Science first said that the viability threshold was 28 weeks. That number has been reduced as medical technology has advanced.
But some in favor of abortion don’t care about any particular threshold, they simply believe a woman’s right to her own body trumps any right to life that the unborn child has.
Others believe abortion is acceptable because a fetus can’t feel pain before 24 weeks — according to some scientists. That logic is confusing to me. So it’s OK to take the life of another being as long as it doesn’t experience pain during the process? Why should the ability to feel pain be a factor here? Does feeling pain make us human? Does the absence of pain mean we are not human?
If a pregnancy is threatening the life of the mother, then I can buy the Constitutional argument — all people are afforded the natural rights of “life, liberty and property.” But in those cases when the mother’s life is not threatened, I’m not convinced.
Already, we have laws that trample citizens’ rights to their own bodies in favor of preserving life. The most basic is the seatbelt law. The government has decided — and society has agreed — that your desire to control what happens to your body by remaining untethered in your vehicle is outweighed by a desire to preserve life. It’s not as though you are a danger to anyone else if you don’t buckle up. You are only threatening your own life.

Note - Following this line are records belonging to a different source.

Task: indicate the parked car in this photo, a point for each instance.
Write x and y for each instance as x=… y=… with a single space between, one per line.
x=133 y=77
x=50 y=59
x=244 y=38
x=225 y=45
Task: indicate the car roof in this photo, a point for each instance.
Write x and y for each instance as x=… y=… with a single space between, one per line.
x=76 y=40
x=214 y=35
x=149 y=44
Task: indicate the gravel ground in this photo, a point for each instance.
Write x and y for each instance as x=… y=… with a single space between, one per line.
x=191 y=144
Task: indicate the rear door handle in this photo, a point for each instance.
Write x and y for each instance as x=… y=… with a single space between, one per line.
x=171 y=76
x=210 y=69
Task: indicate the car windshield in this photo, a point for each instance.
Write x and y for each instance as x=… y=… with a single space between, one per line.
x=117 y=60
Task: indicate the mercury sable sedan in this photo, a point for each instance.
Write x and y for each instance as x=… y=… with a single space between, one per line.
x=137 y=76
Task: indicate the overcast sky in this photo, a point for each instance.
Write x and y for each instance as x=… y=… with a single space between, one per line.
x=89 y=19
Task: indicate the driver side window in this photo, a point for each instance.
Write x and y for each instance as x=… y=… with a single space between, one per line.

So why then has society agreed that preserving life trumps personal rights in this case, but not in the case of abortion?
Some argue from this basic position: Women have a Constitutional right to decide what happens to their bodies and nothing else matters. The Constitution does not, however, give them the right to decide what happens to others’ bodies. But that’s exactly what happens during an abortion. A human is deciding what happens to the life of another human.
Again, the only rebuttal to this logic is that the fetus isn’t human and has no rights. Well, what is it then? It’s human enough for its organs and tissues to be used to save the lives of other humans.
I realize nothing I write will convince anyone who is pro-abortion to change their mind. It’s too emotional a topic for logic to prevail. But I wish our courts, when in doubt, would err on the side of life.
Luke Horton is the publisher of the Daily Leader.